Meg Whitman is proving she's the man, er, the woman. Hewlett-Packard may not be where it needs to be, but the former eBay chief at least beat Wall Street's expectations with her push to focus on enterprise
Many analysts were predicting a significant drop in HP's quarterly revenue but that wasn't the case. HP netted $28.2 billion, down only 1 percent from the prior-year period and flat on a constant currency basis. HP also improved its operating company net cash position by $1.6 billion. That's the eighth consecutive quarterly improvement of more than $1 billion.
"HP is in a stronger position today than we've been in quite some time," said Whitman, HP president and CEO. "The progress we're making is reflected in growth across several parts of our portfolio, the growing strength of our balance sheet, and the strong support we're receiving from customers and channel partners. Innovation is igniting our comeback, and at a time when many of our competitors are confronting new challenges, two years of turnaround work is setting us up for an exciting future."
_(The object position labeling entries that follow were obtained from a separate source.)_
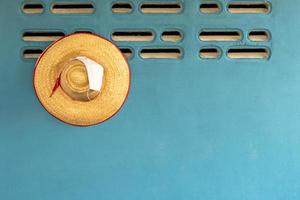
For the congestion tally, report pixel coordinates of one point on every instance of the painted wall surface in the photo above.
(191, 128)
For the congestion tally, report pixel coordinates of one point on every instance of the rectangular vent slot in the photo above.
(209, 8)
(83, 31)
(133, 36)
(127, 52)
(171, 36)
(32, 53)
(220, 35)
(161, 53)
(248, 53)
(73, 8)
(33, 8)
(121, 7)
(42, 36)
(209, 53)
(249, 7)
(161, 7)
(259, 36)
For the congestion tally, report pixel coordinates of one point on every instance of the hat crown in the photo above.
(75, 82)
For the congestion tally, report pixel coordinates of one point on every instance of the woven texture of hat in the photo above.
(116, 80)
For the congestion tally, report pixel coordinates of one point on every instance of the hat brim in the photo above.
(115, 88)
Whitman didn't stop there. After working through some of the failed acquisitions her predecessors left her to clean up, she's now ready to venture into the buying field once again.
"I do think we will now be considering acquisitions," Whitman said on HP's earnings call Thursday. "As this market changes very dramatically, you can see we may need acquisitions in security, big data, mobility and cloud."
HP is likely to focus on enterprise acquisitions, given the company's success in this area. Enterprise Group revenue was up 1 percent year-over-year with a 14.4 percent operating margin. Industry Standard Servers revenue was up 6 percent; Storage revenue was flat; and Networking revenue was up 4 percent. Even revenue from H-P's Personal Computer Group which had been predicted to decline, was instead up 4 percent, to $8.5 billion, on the strength of enterprise sales.
What to Buy?
We asked Rob Enderle, a principal analyst at The Enderle Group, for his take on what HP may acquire or divest. He told us Whitman has been around HP long enough to understand what's working and what's not and is now in a good spot to decide what she can get rid of that is no longer strategic and strengthen aspects of the company that need help.
"HP still needs to shore up software quite a bit for where they want to go, so I would expect them to make acquisitions on the software side to build that unit out," Enderle said. "There's been a long discussion at HP about getting rid of printers as non-strategic or even doing what IBM did and think about getting rid of PCs."
As Enderle sees it, the problem with getting rid of PCs is it stresses potential synergies on the server side of the business. Printers are another story.
"Printers hasn't worked out all that well," Enderle said. "It doesn't fit all that well with any other aspect of HP's business, so I would look at that as an area where they might want to divest."